In situations where the commodity is metal, typically gold or silver, a government mint will often coin money by placing a mark on the metal that serves as a guarantee of the weight and purity of the metal. In doing so, the government will often impose a fee which is known as seigniorage. The role of a mint and of coin is different between commodity money and fiat money. In situations were there is commodity money, the coin retains its value if it is melted and physically altered, while in fiat money it does not.
Commodity money often comes into being in situations where other forms of money are not available or not trusted. Various commodities were used in pre-Revolutionary America including maize, iron nails, beaver pelts, and tobacco. In post-war Germany, cigarettes became used as a form of commodity money in some areas. Cigarettes are still used as a form of commodity money in prisons.
Although commodity money is more convenient than barter, it can be inconvenient to use as a medium of exchange or a standard of deferred payment due to the transport and storage concerns. Accordingly, notes began to circulate that a government or other trusted entity (e.g. the Knights Templar in Europe in the 13th century) would guarantee as representing a certain stored value on account. This creates a form of money known as representative money.
Historically gold was by far the most widely recognized commodity out of which to make money: gold was compact, easy to work into more beautiful jewelry, had decorative and functional utility as a finely strung wire or thin foil leaf, and most importantly, could always be traded for other metals to make weapons with. A state could be described as a political enterprise with sufficient land, gold and reputation for protecting both, e.g. the Fort Knox gold repository long maintained by the United States, could reliably issue certificates to substitute for the gold and be trusted to actually have it. Between 1933 and 1970, one U.S. dollar was technically worth exactly 1/35 of an ounce of gold. However, actual trade in gold as a precious metal within the United States was banned - presumably to prevent anyone from actually going up to Fort Knox and asking for their gold. This was a fairly typical transition from commodity to representative to fiat money, with people trading in other goods being forced to trade in gold, then to receive paper money that purported to be as good as gold, and then ultimately see this currency "float" on commodity markets.
The theory of natural capitalism and of global resource banking have more recently been used to suggest a form of money based on ecological yield.

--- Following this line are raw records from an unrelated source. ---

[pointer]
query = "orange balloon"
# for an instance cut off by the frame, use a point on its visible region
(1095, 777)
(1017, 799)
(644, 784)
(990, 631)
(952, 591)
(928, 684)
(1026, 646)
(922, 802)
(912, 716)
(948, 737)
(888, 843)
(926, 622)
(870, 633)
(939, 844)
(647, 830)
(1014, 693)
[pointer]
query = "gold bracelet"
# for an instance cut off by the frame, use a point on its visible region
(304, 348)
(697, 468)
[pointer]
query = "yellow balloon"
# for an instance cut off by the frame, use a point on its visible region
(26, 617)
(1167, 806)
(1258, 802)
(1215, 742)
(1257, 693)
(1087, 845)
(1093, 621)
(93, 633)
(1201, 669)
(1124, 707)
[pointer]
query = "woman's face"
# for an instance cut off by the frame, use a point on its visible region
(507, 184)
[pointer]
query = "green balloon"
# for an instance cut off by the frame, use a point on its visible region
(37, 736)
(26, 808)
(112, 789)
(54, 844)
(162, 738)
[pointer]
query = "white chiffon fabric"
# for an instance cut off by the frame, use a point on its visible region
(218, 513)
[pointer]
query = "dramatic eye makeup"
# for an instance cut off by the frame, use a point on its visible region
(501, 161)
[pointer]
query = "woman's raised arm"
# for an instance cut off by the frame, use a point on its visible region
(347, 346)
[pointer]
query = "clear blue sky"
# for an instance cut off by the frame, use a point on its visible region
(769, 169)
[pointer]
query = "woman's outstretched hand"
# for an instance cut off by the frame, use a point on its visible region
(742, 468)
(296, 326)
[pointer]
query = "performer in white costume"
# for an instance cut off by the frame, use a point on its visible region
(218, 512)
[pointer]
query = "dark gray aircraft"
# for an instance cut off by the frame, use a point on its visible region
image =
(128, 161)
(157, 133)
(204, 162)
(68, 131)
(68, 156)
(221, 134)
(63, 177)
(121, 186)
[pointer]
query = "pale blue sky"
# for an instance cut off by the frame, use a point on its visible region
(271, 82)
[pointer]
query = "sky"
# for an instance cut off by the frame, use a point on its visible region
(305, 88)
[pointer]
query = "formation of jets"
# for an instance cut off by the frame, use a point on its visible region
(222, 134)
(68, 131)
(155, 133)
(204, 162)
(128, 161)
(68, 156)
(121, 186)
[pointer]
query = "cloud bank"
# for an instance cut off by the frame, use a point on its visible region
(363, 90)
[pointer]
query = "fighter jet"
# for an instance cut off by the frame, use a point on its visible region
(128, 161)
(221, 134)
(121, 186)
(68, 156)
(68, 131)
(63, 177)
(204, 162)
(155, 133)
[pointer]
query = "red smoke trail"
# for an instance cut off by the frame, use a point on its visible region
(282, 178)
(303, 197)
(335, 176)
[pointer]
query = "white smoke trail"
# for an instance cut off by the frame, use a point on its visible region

While this would be based on water, air, kilowatts of renewable energy or ecosystem products, some of which have a strict commodity definition, such goods cannot be held directly, and so it is more common to suggest that representative money be issued based on enhancing and extending nature's services, giving one the right to receive the yield as benefit.
Critics of this type of proposal often note that, as with other transitions from commodity to representative money, inadequate substitutes will be made on a "just trust me" basis - as per Gresham's Law which states that bad money dries out good. Other proposals, such as time-based money, rely on the availability of human labour as a commodity, especially within a community, which is presumably harder to guarantee access to, but also harder to steal. Still others deny the utility of commodifying labour as such, and suggest making free time the standard, since physical capital used for leisure, sport, art, theatre, and other forms of play is commodifiable and possible to control. Amartya Sen in Development As Freedom discussed the relationship between access to commodities, labour, and "the right to live as we would like".
It is hard to imagine a physical commodity which would again serve as money.